Here’s the thing—whatever your intention in creating it, you don’t get to decide what the book is. People who are not you are going to read the book (or attempt to). More to the point, they’ll compare it to their inner framework that tells them what a book is. Maybe that inner framework can’t take into account the fact that the book is a collection of short stories. Maybe they never read short stories. Maybe they don’t even know magazines and short stories exist. Don’t laugh, I’ve come across a few readers like that. Or they know about them but never read them. A book of fiction is a novel, and that’s how they’ll read your work, and find it lacking because it’s not a very good novel. Saying “It’s not a novel!” won’t melt any ice, because what you say the book is has no framework in their world, and you’re not going to be there to explain it anyway and it wouldn’t matter if you were.

I learned a long time ago that what I wrote wasn’t always what people read. Listening to reader interpretations of a story or book of mine over the years has been–and I hope continues to be–fascinating. If you’re a writer, you’ll probably see the same thing. There’s no point griping about it because, even though people will always read the book they think they’re reading and seldom the one you wrote, they’re not wrong. They decide what your work is for them: joyous or depressing, deep or ordinary. That’s their right.

What matters is that, now and then, you connect with a reader or two who is ready to read the book or story you actually wrote.
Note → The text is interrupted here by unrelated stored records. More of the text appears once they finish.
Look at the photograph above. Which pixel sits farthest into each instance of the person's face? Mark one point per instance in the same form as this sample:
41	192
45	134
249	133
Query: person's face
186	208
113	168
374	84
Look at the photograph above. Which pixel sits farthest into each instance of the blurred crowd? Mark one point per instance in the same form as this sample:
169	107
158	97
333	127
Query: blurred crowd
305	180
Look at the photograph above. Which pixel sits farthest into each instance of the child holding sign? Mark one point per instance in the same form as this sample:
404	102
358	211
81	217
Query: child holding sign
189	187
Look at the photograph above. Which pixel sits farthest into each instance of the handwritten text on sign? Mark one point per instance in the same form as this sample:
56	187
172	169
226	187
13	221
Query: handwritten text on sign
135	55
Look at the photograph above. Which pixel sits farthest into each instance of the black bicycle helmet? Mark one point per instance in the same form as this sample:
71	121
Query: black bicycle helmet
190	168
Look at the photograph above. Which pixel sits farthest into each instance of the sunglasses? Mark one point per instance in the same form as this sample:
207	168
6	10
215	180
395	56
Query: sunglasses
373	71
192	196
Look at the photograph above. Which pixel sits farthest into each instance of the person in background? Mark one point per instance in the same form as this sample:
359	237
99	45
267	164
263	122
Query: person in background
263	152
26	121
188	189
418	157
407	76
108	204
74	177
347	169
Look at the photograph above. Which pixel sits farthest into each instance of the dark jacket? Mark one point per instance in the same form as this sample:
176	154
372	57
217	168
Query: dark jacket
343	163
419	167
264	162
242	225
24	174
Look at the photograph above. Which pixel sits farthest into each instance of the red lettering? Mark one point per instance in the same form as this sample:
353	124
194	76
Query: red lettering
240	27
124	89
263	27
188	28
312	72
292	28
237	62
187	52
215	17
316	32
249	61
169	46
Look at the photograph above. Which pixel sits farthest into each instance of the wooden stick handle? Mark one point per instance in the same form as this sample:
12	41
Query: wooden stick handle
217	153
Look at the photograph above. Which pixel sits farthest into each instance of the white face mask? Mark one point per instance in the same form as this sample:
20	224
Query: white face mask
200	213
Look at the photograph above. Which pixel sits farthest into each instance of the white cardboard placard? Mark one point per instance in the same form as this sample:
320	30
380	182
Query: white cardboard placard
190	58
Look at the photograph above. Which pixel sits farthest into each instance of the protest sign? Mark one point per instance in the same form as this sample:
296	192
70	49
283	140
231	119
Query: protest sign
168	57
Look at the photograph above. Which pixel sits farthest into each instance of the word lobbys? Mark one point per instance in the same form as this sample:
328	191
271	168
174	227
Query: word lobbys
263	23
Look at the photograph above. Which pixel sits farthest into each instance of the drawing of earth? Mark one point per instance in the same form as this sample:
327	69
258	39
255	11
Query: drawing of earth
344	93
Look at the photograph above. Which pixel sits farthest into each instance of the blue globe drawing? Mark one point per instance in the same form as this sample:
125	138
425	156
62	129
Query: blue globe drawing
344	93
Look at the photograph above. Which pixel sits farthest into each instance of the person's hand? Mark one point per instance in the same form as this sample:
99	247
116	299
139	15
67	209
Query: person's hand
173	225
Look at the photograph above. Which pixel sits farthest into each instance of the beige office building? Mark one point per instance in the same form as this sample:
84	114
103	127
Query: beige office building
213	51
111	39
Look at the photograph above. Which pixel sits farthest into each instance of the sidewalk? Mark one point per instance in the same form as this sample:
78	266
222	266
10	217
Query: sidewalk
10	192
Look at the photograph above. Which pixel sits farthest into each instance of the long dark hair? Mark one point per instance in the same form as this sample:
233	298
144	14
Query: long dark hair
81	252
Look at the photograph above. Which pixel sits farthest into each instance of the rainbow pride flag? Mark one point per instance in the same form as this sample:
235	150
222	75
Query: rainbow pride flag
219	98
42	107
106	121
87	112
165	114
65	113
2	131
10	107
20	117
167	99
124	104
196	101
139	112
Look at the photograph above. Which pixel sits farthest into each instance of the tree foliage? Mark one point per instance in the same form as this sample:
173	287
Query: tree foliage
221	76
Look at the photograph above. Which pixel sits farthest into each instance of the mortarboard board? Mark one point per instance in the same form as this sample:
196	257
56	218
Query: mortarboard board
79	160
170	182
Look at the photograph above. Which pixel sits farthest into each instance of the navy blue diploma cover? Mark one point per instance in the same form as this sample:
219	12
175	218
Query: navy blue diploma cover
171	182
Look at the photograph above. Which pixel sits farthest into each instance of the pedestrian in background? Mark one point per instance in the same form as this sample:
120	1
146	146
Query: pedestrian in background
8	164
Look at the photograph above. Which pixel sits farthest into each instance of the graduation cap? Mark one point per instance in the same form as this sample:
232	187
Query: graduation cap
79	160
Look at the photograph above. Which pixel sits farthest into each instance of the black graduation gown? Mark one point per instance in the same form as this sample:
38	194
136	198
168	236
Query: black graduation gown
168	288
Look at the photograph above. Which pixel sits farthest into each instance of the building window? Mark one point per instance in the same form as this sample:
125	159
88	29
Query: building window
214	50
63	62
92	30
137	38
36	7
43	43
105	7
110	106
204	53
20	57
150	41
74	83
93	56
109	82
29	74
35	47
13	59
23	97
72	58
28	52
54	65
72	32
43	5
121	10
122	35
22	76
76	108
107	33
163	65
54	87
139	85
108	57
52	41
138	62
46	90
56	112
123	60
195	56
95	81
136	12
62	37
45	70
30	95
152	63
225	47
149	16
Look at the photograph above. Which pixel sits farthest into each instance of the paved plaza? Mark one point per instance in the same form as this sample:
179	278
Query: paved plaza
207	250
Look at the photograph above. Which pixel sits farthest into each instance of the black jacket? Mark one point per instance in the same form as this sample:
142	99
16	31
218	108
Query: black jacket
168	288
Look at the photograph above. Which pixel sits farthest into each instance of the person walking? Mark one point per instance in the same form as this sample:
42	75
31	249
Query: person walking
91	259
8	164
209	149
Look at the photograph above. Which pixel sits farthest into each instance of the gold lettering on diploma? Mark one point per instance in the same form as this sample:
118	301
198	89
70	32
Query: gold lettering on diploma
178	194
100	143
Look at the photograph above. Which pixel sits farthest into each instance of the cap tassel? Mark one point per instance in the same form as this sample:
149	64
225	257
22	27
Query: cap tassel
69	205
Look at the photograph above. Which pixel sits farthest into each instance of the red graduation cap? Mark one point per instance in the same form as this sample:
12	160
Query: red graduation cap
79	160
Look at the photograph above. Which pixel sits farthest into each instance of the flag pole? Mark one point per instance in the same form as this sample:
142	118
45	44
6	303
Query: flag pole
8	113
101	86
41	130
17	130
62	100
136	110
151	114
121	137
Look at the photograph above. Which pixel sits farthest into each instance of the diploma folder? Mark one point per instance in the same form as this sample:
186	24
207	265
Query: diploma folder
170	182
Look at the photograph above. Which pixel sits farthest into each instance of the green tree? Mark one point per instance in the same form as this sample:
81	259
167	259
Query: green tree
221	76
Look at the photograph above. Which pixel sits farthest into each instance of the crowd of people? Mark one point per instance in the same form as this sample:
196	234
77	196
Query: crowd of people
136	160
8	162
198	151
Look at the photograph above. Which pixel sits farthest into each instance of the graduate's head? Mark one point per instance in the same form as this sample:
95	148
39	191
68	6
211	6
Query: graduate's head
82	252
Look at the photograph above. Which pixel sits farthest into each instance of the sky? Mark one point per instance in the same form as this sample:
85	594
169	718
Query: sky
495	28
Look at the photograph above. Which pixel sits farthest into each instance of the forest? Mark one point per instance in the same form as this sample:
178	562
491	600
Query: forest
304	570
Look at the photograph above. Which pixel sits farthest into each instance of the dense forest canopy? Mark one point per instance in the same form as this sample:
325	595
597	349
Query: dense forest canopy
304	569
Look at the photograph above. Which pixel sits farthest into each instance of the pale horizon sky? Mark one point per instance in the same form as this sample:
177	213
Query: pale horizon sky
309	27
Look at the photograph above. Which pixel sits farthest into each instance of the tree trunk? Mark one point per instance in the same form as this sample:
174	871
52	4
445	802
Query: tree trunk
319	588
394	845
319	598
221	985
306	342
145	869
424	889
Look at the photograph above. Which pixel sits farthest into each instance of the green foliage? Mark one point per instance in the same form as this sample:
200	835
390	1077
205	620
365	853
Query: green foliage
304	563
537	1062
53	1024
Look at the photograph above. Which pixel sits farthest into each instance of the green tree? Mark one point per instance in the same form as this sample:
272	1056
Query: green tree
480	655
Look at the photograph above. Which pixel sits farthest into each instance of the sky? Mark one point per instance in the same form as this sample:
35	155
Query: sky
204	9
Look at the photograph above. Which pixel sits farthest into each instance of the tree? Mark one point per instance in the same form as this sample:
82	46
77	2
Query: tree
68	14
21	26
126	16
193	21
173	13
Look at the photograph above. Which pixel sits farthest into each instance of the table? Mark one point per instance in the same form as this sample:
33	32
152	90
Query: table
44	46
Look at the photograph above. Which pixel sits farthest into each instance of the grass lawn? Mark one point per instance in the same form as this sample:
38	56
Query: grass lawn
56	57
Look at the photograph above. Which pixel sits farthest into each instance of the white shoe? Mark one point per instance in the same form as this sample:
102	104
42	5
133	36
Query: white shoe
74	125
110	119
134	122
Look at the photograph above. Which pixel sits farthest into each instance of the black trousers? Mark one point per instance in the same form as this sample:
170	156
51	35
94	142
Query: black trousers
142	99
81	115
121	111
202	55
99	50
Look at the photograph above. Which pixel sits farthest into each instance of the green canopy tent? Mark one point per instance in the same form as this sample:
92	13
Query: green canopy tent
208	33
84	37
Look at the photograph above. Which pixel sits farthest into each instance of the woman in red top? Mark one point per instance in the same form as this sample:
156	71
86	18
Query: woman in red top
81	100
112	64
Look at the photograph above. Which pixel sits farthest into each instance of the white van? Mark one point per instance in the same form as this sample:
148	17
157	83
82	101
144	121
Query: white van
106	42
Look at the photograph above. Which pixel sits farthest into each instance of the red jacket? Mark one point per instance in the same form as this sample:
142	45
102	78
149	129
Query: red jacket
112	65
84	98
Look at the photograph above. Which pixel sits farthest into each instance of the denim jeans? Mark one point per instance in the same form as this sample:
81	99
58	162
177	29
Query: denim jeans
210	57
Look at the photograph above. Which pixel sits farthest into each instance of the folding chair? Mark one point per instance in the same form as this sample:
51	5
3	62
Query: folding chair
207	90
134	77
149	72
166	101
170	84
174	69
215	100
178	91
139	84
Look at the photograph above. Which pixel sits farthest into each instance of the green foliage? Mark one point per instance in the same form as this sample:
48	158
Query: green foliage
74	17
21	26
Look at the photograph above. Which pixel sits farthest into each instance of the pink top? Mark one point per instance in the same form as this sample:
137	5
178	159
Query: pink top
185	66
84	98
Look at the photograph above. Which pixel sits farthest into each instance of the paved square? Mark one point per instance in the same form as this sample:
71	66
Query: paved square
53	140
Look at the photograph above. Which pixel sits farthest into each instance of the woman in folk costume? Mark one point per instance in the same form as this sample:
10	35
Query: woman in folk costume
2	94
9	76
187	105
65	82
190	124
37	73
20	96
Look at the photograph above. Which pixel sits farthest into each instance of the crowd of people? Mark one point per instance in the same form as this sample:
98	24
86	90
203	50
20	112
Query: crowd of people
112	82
They’re the ones you’re really writing for, and all you can hope for is that you find them.

And then the Claws Came Out

Heian LadyPreviously I’d given the suggested reading list for material on the Heian period, and it reminded me of my second re-read of Lady Murasaki’s Diary (I can remember when I read fast. What the heck happened?) Anyway, there’s a poetic exchange that the translator puzzles over that makes me wonder as well. It was the time of the Chrysanthemum Festival, and one of the customs of the time at Court was to lay out raw silk coverings over the flowers at night to protect them. Chrysanthemums were also associated with longevity, so It was also believed that to wipe the dew from those coverings on oneself the next morning would restore youth. I don’t have the text in front of me to quote the poems, but the first was from the Chancellor (Michinaga?)’s wife to Murasaki, with a gift of one of these cloths and a flower branch, to “restore her youth.” Murasaki was set to reply that she had only wiped a little off her sleeve to to restore a little youth, but was sending the cloth back “so that His Excellency’s wife might get the full benefit.”

As the translator notes, there are two obvious ways to read this:

1) Face value. It was a thoughtful gift, requiring an equally courteous response or…

2) His Excellency’s Wife: “You’re getting old, Dearie.” Murasaki: “Not as old as you,  Dearie.”

The diary notes that the response was never sent, since by that time His Excellency’s Wife had returned to her apartments, and so Murasaki thought there was no point pursuing the matter. Which I want to read as “Eh. You ain’t worth my time.”

Which interpretation is the right one? As the translator admits, there’s just no way to know.

I do, however, know which way I’m betting.